There are a lot of investment ideas for young Australians out there. It could just be a few hundred and you’ll soon find that your returns will be higher because you started early. Gadgets, designer bags, clothes, and a new car can wait for a bit.

Take More Risks

When you’re young, you have a day job and have no family of your own, yet. With this fact, you can take more risks when it comes to investments.

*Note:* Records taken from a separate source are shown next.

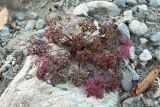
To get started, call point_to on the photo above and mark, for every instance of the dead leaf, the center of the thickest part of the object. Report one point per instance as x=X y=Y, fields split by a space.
x=3 y=17
x=144 y=84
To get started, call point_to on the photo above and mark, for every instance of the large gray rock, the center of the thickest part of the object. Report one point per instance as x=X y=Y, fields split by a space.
x=138 y=28
x=31 y=92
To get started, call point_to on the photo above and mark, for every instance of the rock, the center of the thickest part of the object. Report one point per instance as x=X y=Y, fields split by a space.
x=139 y=13
x=135 y=75
x=151 y=16
x=30 y=25
x=5 y=35
x=25 y=52
x=157 y=55
x=155 y=37
x=145 y=55
x=132 y=53
x=20 y=16
x=149 y=103
x=142 y=7
x=32 y=16
x=132 y=102
x=17 y=53
x=157 y=93
x=138 y=28
x=124 y=30
x=121 y=3
x=83 y=9
x=131 y=2
x=126 y=85
x=35 y=92
x=40 y=24
x=128 y=15
x=142 y=1
x=143 y=41
x=40 y=33
x=153 y=3
x=21 y=23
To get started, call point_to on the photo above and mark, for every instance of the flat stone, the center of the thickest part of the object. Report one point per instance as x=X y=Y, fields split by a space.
x=83 y=9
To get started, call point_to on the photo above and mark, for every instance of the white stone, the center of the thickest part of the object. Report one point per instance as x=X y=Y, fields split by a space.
x=145 y=55
x=138 y=28
x=83 y=9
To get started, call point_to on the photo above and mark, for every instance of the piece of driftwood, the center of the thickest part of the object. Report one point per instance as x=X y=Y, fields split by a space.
x=19 y=77
x=145 y=83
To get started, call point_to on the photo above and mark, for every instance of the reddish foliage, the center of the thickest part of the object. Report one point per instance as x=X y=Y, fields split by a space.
x=154 y=87
x=101 y=52
x=124 y=47
x=44 y=64
x=78 y=77
x=105 y=60
x=37 y=47
x=96 y=86
x=54 y=32
x=88 y=25
x=76 y=44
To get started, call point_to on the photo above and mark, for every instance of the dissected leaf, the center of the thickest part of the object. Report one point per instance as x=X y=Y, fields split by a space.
x=3 y=17
x=145 y=83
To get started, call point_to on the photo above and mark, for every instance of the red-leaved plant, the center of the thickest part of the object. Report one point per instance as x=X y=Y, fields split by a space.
x=102 y=53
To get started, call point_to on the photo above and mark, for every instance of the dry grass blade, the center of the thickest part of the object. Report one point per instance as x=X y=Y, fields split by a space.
x=3 y=17
x=144 y=84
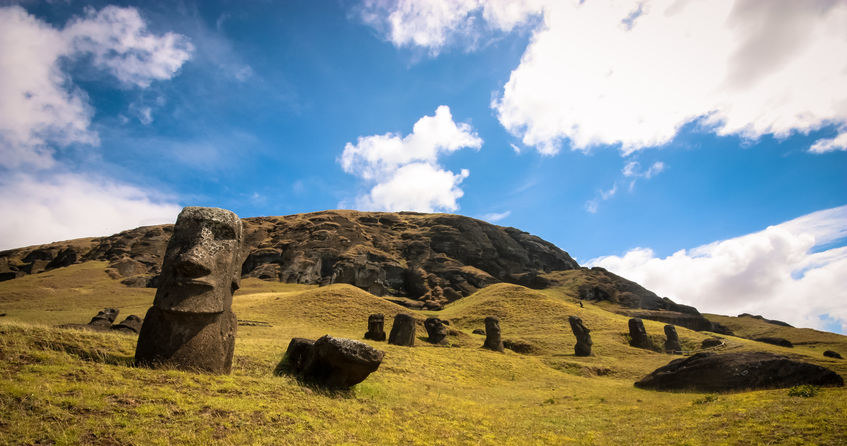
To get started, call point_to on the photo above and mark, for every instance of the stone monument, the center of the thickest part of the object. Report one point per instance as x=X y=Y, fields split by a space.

If you lose on one investment, you have time to recover from the mistakes that you made and gain more money, so you can reinvest. Those who start investing near their retirement age don’t have the luxury to be aggressive in their investments because they simply don’t have time to earn what they’ve lost.

Develop Better Spending Habits

Everybody has gone through the phase of spending way more than one should. When compulsive buying is not stopped, you may end up being in debt instead of saving money.

It’s easy to swipe a credit card and pay the bill later. However, when you think of investing some of your money and thinking of more ways on how to make it grow, you’ll eventually be able to curb your compulsive buying behaviour. You’ll develop good spending habits, such as knowing which products to buy right now and what not to because you don’t need it as of the moment.

Better Quality of Life.

If you start investing wisely in your 20s, even in your late 20s, you’ll most likely be set and able to retire before you turn 65. You could even retire when you turn 50.

At this age, you’ll be able to enjoy the fruits of your labor because you have become financially independent. You’ll live a life that’s comfortable and could even afford some luxurious stuff. You will be able to sustain your family without a day job and afford medical and health expenses. Additionally, you’ll still have money coming in from all the investments that you’ve made.

Tech-savvy

Most children at the age of four or five already know how to use a mobile phone or a tablet. The advantage of the younger generation now is that you’re more tech-savvy.

Everything you need to learn about investing, such as cryptocurrency, can be found online. It would be easy for you to navigate through their platform. Many people in their 70s who want to invest have to do it the old-fashioned way, such as buying properties. While you can also do that, there are also more options for you on the world wide web.

Conclusion

Being young is an advantage. Even if you have a high paying job, you still need to invest, so you can actually walk away from that job the moment you’re earning more on the side and can be financially independent. However, when you’re young, it’s not easy to set aside money for investments. It takes commitment and determination, but if you make the right decision, you know that you’ll never regret doing it.